As seis economias mais fortes da União Europeia querem centralizar a supervisão dos sistemas financeiros na Europa sob a tutela de um único regulador e acelerar o mercado único.

O grupo que foi designado de "E6" e que é composto pelos ministros das Finanças da França, Alemanha, Itália, Países Baixos, Polónia e Espanha, defendeu este conceito numa carta de seis páginas dirigida à Comissão Europeia, ao Eurogrupo e ao Conselho Europeu, a que o "Politico" teve acesso.

Nesta missiva, é traçado um plano de trabalho relativamente a iniciativas e prazos que a Comissão Europeia deverá seguir este ano. Um dos objetivos definidos é "reforçar o potencial de crescimento da Europa, aumentar a sua soberania económica e fornecer uma base mais sólida para financiar prioridades comuns".

Entre as propostas que podem vir a gerar alguma controvérsia está aquilo que o "E6" designa de criação de supervisão da UE sobre "as infraestruturas do mercado financeiro mais sistémicas, relevantes e transfronteiriças", algo que pode criar uma forte resistência de um grupo de pequenos países, liderados pela Irlanda e Luxemburgo, que têm uma forte dependência dos seus setores financeiros e têm sérias reservas em ceder esse controlo à UE.
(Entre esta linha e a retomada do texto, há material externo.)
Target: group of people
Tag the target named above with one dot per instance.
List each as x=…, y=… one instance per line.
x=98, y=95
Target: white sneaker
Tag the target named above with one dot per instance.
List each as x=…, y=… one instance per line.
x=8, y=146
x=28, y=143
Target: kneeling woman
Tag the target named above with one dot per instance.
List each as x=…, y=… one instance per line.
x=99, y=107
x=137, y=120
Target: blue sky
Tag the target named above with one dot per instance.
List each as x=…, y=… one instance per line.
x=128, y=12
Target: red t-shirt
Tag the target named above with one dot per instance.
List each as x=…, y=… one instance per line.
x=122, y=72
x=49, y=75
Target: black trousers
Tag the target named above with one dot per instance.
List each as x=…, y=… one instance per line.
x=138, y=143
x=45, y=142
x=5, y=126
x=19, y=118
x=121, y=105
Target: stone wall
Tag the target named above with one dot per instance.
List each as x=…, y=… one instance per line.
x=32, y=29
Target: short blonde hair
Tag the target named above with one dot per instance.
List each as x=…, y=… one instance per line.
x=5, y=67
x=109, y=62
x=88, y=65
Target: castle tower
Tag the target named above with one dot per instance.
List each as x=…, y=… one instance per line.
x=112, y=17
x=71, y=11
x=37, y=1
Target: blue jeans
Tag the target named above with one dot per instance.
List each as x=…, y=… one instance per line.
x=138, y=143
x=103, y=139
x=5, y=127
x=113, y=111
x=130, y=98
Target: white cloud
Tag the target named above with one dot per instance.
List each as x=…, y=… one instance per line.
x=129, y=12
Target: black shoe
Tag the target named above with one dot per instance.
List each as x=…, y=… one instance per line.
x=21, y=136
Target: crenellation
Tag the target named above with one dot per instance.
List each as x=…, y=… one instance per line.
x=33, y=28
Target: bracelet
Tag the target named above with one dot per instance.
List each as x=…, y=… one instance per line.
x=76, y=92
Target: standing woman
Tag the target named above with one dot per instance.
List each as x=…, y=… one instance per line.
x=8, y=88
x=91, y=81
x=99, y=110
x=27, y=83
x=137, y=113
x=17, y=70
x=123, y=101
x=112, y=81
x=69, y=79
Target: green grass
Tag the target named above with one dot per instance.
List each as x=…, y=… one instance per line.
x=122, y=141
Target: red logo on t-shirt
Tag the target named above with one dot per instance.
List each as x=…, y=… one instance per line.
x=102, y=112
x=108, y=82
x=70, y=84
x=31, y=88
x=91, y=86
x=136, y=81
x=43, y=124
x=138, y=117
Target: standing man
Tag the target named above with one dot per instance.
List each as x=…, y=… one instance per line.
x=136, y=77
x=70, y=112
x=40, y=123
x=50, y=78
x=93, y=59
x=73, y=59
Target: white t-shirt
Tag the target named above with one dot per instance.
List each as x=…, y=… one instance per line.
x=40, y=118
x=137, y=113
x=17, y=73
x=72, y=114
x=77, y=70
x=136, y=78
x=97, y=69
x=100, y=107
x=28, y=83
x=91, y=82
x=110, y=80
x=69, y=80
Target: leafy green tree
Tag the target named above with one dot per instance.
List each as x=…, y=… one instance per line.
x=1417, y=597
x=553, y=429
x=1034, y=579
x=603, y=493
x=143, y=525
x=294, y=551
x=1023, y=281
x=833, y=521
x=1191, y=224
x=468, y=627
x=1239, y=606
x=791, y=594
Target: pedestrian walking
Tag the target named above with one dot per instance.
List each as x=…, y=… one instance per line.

Ainda não tinha ao chegado ao cargo de comissária europeia para os mercados de capitais e Maria Luís Albuquerque já defendia que era necessário melhorar o sistema de supervisão ao nível europeu, no sentido de "reduzir ineficiências, obter economias de escala e criar confiança no funcionamento dos mercados". Uma das soluções passava pela criação de um grande supervisor à escala europeia.

Nesse sentido, os líderes europeus têm vindo a discutir qual a melhor forma de acelerar os planos para 10 anos em Bruxelas no sentido de implementar um mercado financeiro ao estilo do norte-americano, após anos de discussões infrutíferas que acabaram por colidir com interesses nacionais. A Irlanda é uma das pedras na engrenagem e já avisou o "E6" que os países mais pequenos não podem ser colocados de lado nesta discussão.
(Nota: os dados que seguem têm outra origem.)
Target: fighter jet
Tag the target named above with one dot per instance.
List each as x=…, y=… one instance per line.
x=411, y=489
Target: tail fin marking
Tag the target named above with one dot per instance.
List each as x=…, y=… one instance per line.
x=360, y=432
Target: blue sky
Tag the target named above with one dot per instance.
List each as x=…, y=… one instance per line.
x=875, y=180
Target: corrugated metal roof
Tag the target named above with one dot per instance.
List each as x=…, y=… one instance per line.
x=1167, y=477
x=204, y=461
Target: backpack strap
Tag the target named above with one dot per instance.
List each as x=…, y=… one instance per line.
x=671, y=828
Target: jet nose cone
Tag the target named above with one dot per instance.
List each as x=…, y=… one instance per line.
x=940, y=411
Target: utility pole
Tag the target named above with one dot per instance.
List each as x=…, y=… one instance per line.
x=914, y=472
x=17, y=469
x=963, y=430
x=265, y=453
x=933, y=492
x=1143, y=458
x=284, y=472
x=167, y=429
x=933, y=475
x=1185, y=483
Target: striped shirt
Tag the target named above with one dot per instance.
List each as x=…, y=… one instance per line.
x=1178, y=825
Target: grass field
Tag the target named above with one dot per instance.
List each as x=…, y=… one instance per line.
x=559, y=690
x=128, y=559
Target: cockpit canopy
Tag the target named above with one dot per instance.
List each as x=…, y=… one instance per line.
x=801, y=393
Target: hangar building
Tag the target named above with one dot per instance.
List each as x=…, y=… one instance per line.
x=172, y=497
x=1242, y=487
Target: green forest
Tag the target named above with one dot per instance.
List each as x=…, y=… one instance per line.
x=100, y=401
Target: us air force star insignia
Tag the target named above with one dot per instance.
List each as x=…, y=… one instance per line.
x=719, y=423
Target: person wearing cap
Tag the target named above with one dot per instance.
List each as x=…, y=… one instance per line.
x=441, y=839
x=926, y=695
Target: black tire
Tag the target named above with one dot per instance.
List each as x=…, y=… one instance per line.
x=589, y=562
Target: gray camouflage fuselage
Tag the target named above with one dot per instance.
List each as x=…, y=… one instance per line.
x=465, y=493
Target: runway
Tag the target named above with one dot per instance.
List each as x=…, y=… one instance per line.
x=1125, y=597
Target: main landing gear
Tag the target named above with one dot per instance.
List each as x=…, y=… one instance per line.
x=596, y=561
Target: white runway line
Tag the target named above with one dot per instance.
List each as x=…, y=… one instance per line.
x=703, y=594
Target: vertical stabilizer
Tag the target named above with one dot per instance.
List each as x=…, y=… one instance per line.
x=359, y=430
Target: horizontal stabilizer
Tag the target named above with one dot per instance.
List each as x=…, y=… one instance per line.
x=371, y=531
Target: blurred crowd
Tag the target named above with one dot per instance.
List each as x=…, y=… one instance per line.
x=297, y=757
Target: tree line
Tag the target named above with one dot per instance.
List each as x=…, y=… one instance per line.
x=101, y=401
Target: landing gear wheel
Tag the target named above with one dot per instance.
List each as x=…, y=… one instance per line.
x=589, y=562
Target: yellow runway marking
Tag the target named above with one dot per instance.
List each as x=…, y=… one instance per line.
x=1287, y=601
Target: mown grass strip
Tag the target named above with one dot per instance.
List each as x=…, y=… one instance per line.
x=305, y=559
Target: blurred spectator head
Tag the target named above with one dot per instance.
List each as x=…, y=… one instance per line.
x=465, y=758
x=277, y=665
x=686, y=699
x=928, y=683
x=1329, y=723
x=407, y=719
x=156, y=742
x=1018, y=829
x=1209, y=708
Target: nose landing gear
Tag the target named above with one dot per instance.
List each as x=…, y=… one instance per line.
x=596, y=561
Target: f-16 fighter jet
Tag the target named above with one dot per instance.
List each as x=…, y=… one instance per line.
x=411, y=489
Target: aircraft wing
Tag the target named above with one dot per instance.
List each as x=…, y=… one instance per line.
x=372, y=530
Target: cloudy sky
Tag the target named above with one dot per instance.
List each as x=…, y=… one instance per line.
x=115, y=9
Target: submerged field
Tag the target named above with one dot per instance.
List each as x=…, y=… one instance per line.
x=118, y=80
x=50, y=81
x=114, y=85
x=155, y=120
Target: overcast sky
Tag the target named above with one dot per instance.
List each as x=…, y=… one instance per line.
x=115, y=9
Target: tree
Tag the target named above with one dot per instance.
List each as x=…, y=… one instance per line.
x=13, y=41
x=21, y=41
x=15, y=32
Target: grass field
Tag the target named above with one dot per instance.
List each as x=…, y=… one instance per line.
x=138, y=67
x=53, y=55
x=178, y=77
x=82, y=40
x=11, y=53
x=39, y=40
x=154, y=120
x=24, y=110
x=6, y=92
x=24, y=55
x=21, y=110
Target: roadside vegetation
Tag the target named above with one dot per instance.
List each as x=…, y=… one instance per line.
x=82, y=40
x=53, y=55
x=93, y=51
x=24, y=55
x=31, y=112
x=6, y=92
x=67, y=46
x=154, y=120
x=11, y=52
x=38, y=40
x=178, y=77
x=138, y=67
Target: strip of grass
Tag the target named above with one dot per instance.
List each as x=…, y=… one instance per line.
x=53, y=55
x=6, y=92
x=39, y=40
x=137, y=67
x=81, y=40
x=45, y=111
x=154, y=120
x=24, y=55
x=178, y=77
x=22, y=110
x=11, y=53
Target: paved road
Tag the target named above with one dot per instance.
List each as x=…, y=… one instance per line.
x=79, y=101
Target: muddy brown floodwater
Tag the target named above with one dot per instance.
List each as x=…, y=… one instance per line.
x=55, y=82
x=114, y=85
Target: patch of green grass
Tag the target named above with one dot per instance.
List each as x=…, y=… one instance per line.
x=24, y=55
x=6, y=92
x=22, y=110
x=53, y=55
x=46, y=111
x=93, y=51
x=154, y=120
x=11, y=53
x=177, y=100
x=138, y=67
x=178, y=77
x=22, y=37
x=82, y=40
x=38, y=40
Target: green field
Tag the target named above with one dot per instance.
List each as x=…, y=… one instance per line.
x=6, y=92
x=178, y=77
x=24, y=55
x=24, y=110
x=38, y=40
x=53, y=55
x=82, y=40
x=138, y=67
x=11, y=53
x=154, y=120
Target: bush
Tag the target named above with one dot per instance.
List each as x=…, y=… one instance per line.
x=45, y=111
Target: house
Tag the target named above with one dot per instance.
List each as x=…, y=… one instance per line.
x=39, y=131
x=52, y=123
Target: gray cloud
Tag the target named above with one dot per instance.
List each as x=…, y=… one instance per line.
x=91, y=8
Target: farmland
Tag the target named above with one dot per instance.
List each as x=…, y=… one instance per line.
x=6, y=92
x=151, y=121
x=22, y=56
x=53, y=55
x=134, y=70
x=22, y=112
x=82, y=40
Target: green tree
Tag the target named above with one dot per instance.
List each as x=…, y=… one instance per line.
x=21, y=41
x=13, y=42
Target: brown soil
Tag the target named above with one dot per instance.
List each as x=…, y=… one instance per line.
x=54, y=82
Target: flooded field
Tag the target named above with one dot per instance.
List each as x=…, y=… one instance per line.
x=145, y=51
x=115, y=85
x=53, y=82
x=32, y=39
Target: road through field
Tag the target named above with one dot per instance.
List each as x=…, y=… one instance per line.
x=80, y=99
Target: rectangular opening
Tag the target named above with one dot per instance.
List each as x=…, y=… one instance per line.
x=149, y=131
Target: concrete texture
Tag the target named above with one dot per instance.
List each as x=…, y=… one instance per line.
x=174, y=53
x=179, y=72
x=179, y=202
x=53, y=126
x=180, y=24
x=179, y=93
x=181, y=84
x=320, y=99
Nesta carta, os ministros do "E6" consideram que a criação de uma "união de poupanças e investimentos tornou-se uma necessidade estratégica urgente" e ainda que se comprometem com a tomada de medidas em dois âmbitos: nacional e europeu. Também neste ponto, estes governantes contam com o apoio da comissária portuguesa que já este mês defendeu que existe um forte apoio a um Mercado Único mais aprofundado que possa levar ao avanço da União da Poupança e dos Investimentos. Objetivo: colocar as poupanças europeias a "financiar melhor o crescimento, a inovação e as oportunidades”.

Mas as mudanças defendidas pelo "E6" não ficam por aqui: querem a revitalização do mercado europeu para emissão de dívida, securitização, cunhagem de notas virtuais em euros e ainda a criação de um balcão único para empresas fundadoras. Além disso, os big6 querem maior transparência nos mercados bolsistas  e leis que simplifiquem as regras financeiras europeias.

Regulador único do mercado: uma batalha antiga

A proposta de um regulador único do mercado, que de forma simples teria um papel semelhante à supervisão do BCE para a banca, tem sido uma batalha antiga na UE e constantemente bloqueada nas instâncias europeias, sempre com a oposição de países mais pequenos e o pouco entusiasmo de uma voz decisiva nestas lides: a Alemanha.

Mas agora, o panorama mudou. As principais economias, sobretudo a alemã, acordaram para a necessidade de chegar a um acordo. Ao sentir essa mudança de ambiente, a Comissão Europeia avançou com a proposta oficial em dezembro do ano passado mas a verdade é que estas mudanças têm vindo a ser discutidas de forma não oficial desde a crise financeira de 2008.

Qual é o problema? o E6 não vai conseguir avançar sozinho com esta mudança porque terá de garantir uma maioria qualificada com o bloco europeu para aprovar esta proposta. Esse objetivo só será atingido com o apoio de 15 países que atinjam a cifra mágica de 65% dos países da UE

O plano de supervisão defendido pelo E6 resultaria numa centralização da supervisão de grandes empresas financeiras transfronteiriças, como bolsas de valores, sob a Autoridade Europeia dos Valores Mobiliários e Mercados, com sede em Paris.